Low interest rates are good for our economy. They spur economic growth, encouraging businesses and consumers to make big purchases, i.e., houses, cars, business R&D/expansion, etc. Less is paid in interest which allows more money to be spent creating a ripple effect throughout the entire economy.
When interest rates are raised 11 times to the highest levels seen in 40 years, business borrowing becomes more expensive which stifles growth, re-investment, and hiring.
On the consumer side, higher interest rates force Americans into more debt.
For banks, higher interest rates bring disastrous consequences – for them, the economy, and you.
When the Fed increased interest rates to combat inflation, the bond market was decimated.
Banks were caught off guard and found the billions of dollars in bonds that they held plummet in value. (Bonds have an inverse relationship with interest rates: when interest rates rise, bond prices fall.)
Many banks were upside down in bonds and could not adjust their bond holdings quickly enough. They found themselves with insufficient funds to carry on everyday business.
After the collapse of Silicon Valley Bank and Signature Bank – the 2nd and 3rd largest bank failures in US history at the time – and knowing that many other bank failures were coming, the Fed implemented a bank bailout program called the Bank Term Funding Program.
BTFP is basically a loan program that keeps failing banks afloat for a year. After one year, it’s anyone’s guess what could happen.
An Unnerving Spike in Bank Bailouts in November
Borrowing through the bailout program was heavy and steady in the months to follow but, in November 2023, there was an unnerving spike in banks tapping into the bailout program.
The fact that banks were and still are accessing the bailout program at a faster rate, despite a modest bond market rebound, tells us that the banking sector remains shaky and unreliable.
With businesses, consumers, and the government buried in debt, our economy cannot survive long-term in a high interest rate environment.
Banks were the first to tumble and now commercial real estate is feeling the squeeze.
With banks getting a one-year reprieve under BTFP and talk of a looming recession, how confident are you that your bank can survive?
If banks cannot afford to be in business, do you want them holding your money?
And, if there is a recession as many experts predict, many businesses and corporations could fail, which would severely affect the value of your retirement account.
What Investors Are Doing to Protect Themselves Against Bank Failures
The best way to protect your savings and retirement is with an asset that can weather any market and economic storm.

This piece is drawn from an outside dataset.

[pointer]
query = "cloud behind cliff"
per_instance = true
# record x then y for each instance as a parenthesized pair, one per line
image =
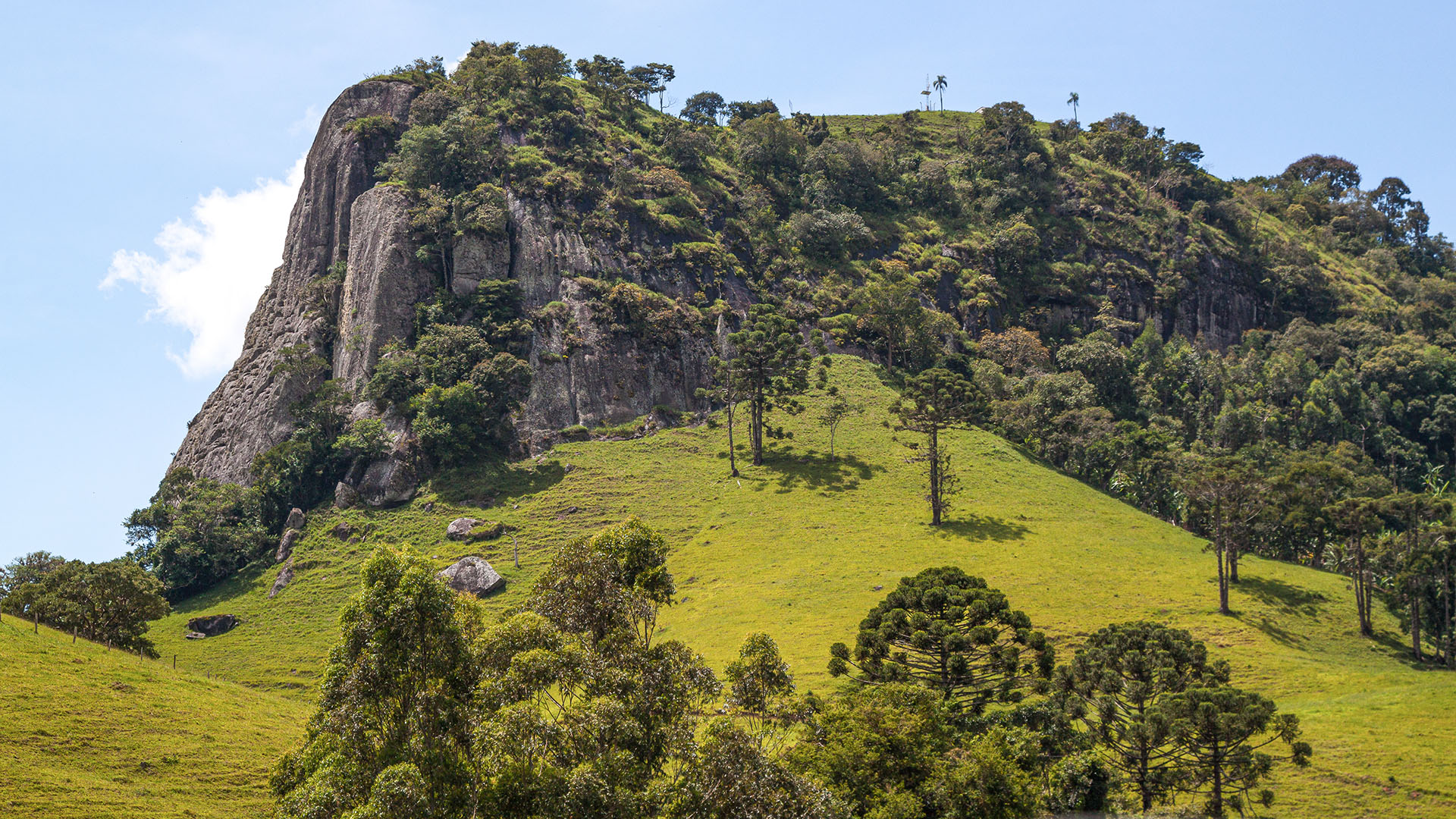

History has proven that in times of inflation, talk of a recession, and the threat of bank failures, the money flows to gold.
Gold is insurance.
Gold is a natural, physical store of value that does not depend on anyone or anything to create its value; it appreciates in value and protects you against bank failures, loss of purchasing power, and stock market crashes.
Gold is known to have an inverse relationship with stocks and bonds and, therefore, is a smart diversification asset that should be included in your IRA and 401(k).